Research talk:Automated classification of article importance/Work log/2017-05-07

Add topic
From Meta, a Wikimedia project coordination wiki

Sunday, May 7, 2017

[edit]

Today I aim to complete training and evaluation of models for the four other candidate WikiProjects: Judaism, Politics, NFL, and Africa.

WikiProject Judaism

[edit]

The distribution of articles per importance rating for WikiProject Judaism is as follows:

Rating N articles
Top 234
High 498
Mid 1,604
Low 4,010

The limit of our training set size is dependent on their number of High-importance articles, unless we decide to also generate synthetic samples for those articles. So far I have chosen not to, as I see that potentially introducing more noise in an already noisy dataset. In the initial stage I withheld 50 articles (sampled randomly) from each class for a test set, and then used a combination of 180 Top-importance articles with another 180 synthetic samples to get a training set with 1,440 articles.

Performance on this initial training/test setup was on par with the other projects, so I switched to a larger training set with 230 of the 234 Top-importance articles and another 230 synthetic samples. This gives us a new training set with 1,840 articles, 460 from each class. Using 10-fold cross-validation we found a minimum node size of 8 to have the lowest error, and we used 1,007 trees for predictions. On the complete dataset, prediction performance went as follows:

Top High Mid Low Accuracy
Top 149 53 27 5 63.68%
High 142 213 94 49 42.77%
Mid 150 373 658 423 41.02%
Low 108 389 797 2,716 67.73%
Average 58.87%

Performance across WikiProject Judaism is slightly higher than what we saw for WikiProject China. As we've seen before, there's quite some confusion between Top- and High-importance articles, and Mid- and Low-importance as well. However, predictability of Low-importance articles is higher than WikiProject China, in WikiProject Judaism we get more than two out of three articles correct. At the same time, our ability to predict Top-importance articles is not as good, partly due to the view rate and inlink counts of these articles being more varied than what we have seen previously.

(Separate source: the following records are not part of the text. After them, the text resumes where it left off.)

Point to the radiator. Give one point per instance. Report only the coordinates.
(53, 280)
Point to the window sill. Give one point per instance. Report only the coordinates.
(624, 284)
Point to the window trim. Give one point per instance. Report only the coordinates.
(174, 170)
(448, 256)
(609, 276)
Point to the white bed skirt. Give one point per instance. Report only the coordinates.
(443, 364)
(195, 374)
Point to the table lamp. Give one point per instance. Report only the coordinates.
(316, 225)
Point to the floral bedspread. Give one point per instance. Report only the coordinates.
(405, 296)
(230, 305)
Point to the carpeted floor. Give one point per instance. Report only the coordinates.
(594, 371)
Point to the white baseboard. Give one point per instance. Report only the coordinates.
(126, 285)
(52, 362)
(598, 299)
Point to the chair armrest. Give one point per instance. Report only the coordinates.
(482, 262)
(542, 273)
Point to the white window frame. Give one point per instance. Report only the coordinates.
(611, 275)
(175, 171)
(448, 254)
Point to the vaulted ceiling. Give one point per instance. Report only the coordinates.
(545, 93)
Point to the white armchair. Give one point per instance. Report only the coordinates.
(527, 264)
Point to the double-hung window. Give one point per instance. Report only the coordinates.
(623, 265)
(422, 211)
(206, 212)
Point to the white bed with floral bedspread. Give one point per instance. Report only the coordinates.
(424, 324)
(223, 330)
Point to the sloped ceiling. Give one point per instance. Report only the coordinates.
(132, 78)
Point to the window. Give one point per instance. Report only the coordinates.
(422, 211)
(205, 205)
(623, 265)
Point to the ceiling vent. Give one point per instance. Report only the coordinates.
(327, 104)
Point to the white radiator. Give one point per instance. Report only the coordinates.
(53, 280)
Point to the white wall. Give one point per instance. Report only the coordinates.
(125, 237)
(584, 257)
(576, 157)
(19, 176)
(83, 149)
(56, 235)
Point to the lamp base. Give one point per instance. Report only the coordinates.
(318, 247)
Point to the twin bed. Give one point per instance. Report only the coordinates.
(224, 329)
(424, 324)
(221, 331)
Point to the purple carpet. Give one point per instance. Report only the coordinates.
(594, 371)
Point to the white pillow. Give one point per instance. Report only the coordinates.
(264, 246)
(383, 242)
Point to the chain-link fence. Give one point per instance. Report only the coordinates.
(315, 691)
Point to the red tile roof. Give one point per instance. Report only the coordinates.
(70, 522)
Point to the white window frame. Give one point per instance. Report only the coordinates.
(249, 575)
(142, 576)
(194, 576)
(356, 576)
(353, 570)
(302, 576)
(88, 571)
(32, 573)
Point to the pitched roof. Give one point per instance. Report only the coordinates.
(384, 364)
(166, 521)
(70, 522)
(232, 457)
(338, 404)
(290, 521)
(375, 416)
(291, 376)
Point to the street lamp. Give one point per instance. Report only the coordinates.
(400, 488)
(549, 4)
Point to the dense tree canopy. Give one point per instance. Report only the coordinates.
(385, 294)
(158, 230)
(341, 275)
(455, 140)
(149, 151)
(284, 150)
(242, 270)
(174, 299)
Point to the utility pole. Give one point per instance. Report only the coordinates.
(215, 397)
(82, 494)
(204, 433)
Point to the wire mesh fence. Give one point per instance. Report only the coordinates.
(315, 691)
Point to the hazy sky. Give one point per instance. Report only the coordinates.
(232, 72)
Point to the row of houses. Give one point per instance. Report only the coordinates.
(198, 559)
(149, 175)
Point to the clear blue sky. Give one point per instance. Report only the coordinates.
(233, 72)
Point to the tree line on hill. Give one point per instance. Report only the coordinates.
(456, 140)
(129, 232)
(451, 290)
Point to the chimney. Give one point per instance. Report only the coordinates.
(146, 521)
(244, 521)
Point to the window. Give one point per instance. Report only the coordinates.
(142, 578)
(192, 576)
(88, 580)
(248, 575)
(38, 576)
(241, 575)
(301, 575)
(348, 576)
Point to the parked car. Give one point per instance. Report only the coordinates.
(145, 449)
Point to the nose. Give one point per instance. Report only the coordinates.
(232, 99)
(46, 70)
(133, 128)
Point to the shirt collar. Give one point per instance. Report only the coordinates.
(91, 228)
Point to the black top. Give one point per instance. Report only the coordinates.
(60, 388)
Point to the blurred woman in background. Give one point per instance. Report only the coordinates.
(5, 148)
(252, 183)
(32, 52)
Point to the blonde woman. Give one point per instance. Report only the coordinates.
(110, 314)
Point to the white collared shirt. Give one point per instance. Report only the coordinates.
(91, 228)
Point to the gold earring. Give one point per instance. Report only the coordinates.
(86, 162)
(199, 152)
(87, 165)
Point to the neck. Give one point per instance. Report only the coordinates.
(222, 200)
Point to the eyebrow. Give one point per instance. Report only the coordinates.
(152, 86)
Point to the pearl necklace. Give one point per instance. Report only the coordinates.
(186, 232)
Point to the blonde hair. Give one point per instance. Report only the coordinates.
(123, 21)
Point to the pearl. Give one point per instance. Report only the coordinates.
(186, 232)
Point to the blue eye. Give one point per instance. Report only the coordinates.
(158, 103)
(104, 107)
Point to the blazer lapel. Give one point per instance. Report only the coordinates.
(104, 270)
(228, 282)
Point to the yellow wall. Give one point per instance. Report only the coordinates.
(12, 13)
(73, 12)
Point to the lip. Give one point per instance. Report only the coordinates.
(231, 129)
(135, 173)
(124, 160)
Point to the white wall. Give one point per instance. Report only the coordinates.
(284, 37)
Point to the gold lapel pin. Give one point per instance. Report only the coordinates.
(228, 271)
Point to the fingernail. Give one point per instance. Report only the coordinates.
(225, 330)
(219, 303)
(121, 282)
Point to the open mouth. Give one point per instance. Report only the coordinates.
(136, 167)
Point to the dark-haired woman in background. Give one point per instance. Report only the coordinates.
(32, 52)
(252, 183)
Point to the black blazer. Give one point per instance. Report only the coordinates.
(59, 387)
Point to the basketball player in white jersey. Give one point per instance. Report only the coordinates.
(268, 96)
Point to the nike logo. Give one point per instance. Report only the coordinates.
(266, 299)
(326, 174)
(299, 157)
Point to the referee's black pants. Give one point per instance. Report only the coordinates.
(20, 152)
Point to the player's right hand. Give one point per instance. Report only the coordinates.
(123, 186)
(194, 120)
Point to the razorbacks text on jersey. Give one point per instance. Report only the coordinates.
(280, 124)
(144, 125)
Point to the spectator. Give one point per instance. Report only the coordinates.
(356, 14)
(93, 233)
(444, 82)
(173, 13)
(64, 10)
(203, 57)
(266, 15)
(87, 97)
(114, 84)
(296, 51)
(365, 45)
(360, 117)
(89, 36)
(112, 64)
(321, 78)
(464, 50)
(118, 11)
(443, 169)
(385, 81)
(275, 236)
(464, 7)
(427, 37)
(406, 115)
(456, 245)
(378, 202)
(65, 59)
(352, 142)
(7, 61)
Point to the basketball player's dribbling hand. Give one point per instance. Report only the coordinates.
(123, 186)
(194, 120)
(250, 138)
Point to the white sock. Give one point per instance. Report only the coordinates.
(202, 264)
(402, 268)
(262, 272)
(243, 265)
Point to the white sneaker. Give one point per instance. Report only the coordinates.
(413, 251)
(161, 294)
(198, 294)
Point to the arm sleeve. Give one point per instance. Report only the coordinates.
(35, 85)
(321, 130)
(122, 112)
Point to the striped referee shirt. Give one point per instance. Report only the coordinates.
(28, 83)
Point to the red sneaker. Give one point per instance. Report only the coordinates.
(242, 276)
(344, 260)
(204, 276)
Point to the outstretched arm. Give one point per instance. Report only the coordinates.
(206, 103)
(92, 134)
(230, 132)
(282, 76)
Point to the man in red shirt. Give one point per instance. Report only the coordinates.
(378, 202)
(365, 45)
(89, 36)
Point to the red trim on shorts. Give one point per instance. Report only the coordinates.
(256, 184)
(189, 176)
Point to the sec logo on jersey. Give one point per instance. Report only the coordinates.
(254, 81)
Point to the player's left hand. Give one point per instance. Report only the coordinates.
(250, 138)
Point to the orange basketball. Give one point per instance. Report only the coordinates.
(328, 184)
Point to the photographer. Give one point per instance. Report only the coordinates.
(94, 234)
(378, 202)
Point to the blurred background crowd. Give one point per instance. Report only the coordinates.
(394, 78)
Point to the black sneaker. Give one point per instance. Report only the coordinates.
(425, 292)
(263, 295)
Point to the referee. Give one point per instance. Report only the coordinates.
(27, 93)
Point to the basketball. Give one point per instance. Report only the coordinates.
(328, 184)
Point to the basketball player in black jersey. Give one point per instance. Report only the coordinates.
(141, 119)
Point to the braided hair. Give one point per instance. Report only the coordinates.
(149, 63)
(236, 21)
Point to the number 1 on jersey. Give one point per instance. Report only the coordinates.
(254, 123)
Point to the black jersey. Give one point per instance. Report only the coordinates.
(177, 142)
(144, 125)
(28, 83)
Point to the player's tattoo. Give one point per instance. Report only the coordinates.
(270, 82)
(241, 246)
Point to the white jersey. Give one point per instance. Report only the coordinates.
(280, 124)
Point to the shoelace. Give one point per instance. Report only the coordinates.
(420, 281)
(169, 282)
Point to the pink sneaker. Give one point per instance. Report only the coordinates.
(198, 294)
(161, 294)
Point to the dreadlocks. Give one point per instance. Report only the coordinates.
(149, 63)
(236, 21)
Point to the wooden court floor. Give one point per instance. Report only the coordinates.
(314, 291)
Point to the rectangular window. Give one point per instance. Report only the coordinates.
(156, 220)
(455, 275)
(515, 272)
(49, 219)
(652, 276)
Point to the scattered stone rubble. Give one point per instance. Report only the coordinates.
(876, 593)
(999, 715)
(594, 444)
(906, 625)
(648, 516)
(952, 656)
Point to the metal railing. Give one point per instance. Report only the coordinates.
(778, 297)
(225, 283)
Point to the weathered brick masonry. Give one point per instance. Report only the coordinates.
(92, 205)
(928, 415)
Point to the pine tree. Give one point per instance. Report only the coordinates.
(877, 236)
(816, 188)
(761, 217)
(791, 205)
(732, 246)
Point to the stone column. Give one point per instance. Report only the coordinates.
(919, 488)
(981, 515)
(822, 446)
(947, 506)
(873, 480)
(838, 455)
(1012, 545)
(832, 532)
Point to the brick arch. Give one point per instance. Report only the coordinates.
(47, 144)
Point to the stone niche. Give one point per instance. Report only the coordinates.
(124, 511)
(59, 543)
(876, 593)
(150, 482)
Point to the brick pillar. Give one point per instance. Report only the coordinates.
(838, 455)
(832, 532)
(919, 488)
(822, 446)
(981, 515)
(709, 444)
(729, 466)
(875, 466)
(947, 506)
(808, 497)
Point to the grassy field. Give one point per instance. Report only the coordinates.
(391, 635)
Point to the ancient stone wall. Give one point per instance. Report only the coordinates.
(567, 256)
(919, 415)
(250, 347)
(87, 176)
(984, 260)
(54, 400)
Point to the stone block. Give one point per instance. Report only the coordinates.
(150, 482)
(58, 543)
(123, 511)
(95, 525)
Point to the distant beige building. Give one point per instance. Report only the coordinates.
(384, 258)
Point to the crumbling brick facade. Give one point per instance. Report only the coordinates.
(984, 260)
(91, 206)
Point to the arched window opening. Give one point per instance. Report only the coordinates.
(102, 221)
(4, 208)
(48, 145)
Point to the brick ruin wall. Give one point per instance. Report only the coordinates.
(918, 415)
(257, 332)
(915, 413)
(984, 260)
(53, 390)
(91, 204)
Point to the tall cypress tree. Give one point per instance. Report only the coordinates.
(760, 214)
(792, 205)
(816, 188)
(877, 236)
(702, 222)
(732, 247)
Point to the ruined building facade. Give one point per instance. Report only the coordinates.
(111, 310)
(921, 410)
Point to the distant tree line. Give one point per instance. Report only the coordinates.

WikiProject National Football League

[edit]

WikiProject NFL has the following distribution of articles per importance rating:

Rating N articles
Top 366
High 516
Mid 3,004
Low 4,426

Similarly as for WikiProject Judaism, the number of High-importance articles will limit the size of our training sets. After having built a training and test dataset and found the performance of the classifier to be promising, I decided to use 250 Top-importance articles for training, with 250 additional synthetic samples, for a total of 2,000 articles across all four classes. Using cross-validation as before I found the minimum node size of 8 to perform best, and used 4,203 trees for the predictions. With this setup, we get the following confusion matrix:

Top High Mid Low Accuracy
Top 335 25 2 4 91.53%
High 51 372 64 29 72.09%
Mid 89 301 2,262 352 75.30%
Low 37 244 536 3,609 81.54%
Average 79.14%

The performance on this dataset is much higher than we have seen previously. We are never below 70% accuracy for any of the classes. There also appears to be less confusion between pairs of classes, instead the errors for High- and Mid-importance balance out fairly between the its two neighboring classes. I am curious whether that will affect reception of the model results in any way.